What is a canonical Meta?

There are advantages to having multiple personal knowledge bases, public or private. However, one particular and nasty disadvantage is not having the same data model and/or a way to translate different models. This is why some [[Zettelkastener]]s defend maintaining a single, unified knowledge base for your entire life.

Nonetheless, I've found a way to avoid this problem for myself by making a default data model upon which all my personal knowledge bases build themselves, and which they translate back to. That's what I call my canonical Meta.

The structure of a Meta

Garden

A garden is a small world embedded into a digital or analog medium.
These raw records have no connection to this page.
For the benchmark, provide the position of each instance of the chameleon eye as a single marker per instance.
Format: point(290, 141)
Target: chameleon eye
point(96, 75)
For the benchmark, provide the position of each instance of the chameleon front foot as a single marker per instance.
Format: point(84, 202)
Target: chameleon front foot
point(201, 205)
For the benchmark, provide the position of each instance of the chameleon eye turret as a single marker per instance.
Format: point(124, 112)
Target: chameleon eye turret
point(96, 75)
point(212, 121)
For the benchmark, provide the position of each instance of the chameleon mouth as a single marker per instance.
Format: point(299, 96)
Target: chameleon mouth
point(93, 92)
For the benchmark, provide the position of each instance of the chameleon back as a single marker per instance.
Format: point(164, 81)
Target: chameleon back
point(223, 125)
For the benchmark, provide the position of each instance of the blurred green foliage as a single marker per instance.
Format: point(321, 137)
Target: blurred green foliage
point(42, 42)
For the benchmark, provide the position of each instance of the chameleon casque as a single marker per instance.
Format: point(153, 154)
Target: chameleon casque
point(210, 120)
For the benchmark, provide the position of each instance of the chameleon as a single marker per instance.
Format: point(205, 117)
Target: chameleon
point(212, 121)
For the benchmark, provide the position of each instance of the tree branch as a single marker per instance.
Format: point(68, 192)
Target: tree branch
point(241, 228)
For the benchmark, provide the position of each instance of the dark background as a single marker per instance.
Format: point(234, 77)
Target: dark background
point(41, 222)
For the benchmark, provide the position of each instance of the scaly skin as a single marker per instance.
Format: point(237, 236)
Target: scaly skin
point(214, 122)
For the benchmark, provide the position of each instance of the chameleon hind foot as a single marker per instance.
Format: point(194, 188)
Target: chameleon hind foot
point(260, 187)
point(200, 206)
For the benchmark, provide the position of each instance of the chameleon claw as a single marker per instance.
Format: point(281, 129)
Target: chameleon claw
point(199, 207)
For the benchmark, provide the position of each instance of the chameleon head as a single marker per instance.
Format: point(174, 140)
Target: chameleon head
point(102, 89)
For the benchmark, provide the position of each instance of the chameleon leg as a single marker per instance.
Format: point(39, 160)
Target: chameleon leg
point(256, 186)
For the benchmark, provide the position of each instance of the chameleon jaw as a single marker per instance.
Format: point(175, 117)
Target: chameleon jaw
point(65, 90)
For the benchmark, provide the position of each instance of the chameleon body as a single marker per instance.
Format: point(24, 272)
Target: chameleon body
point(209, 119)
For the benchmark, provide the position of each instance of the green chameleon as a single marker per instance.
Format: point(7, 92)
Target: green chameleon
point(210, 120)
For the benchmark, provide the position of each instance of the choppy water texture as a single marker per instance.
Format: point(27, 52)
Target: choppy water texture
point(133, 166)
It contains inhabitants.

Inhabitants

A garden's inhabitants can be:

  • Gardeners, conscious and non-conscious subjects of any kind who build a garden.
    • i.e. people, tools used for building a garden, AI, and possibly a few alien species.
  • Environment, the data that exists inside a garden.
  • Handbooks, the consensus between gardeners on how to structure an environment.
  • Neighbors, everything that exists outside of a garden.
    • i.e. the entire Universe, sans my gardens.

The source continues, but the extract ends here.